Five members of Sereno’s own court have either already testified or have promised to testify against the chief justice in the ongoing committee on justice investigation being conducted against her in the House of Representatives. If you include the court administrator and the clerk of court, that makes seven court officers that Sereno must deal with on a daily basis at work—and they have, for the most part, damned her with their testimony at the House.
Now, I don’t care what you make of Sereno’s flunking her psychological examination. But don’t tell me that her own performance will not suffer, on the off-chance that she survives the move to impeach her, if he has to continue working with the people who have already condemned her before the justice committee.

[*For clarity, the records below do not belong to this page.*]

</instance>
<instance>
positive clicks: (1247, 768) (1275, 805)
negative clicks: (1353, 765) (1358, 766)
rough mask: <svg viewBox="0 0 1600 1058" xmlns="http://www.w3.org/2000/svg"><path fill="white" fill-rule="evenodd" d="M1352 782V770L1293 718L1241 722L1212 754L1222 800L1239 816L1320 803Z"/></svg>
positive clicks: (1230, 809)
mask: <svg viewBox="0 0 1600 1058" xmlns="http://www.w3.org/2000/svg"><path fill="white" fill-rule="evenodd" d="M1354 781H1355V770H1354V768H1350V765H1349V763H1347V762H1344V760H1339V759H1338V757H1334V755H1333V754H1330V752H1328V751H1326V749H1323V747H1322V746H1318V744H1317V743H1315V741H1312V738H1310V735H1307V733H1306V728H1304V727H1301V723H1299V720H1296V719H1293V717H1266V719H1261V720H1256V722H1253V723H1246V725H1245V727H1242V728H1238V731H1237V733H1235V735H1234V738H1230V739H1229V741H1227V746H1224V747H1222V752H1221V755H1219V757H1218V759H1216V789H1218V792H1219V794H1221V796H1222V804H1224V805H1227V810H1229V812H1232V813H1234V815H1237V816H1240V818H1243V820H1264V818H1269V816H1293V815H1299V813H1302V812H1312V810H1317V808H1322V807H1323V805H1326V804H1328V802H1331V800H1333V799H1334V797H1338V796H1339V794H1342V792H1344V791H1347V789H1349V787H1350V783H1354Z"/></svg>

Indeed, if only because of their unprecedented testimony against Sereno, I am certain that all these members of the court cannot be expected to look at the chief justice in any way except as their sworn enemy, who must be stopped or stymied at all costs. And because surviving impeachment only inoculates Sereno from the removal process for one year, I expect these declared anti-CJ dissidents to keep on trying on an annual basis.
And where would that leave us, the citizens who look to the Supreme Court as the final arbiter of legal disputes and ultimate interpreter of the law? Nowhere.
Again, I remember the much-loved Chief Justice Renato Corona, who was removed by Noynoy Aquino’s Congress lackeys even if he had the support of his colleagues, all the lower courts and nearly all the court workers at every level. And I recall that only one high court justice expressed a willingness to testify against Corona during his impeachment trial— a new associate justice by the name of Maria Lourdes Sereno, who succeeded Corona.
Karma can really be a bitch. And Sereno should really take a hint and resign.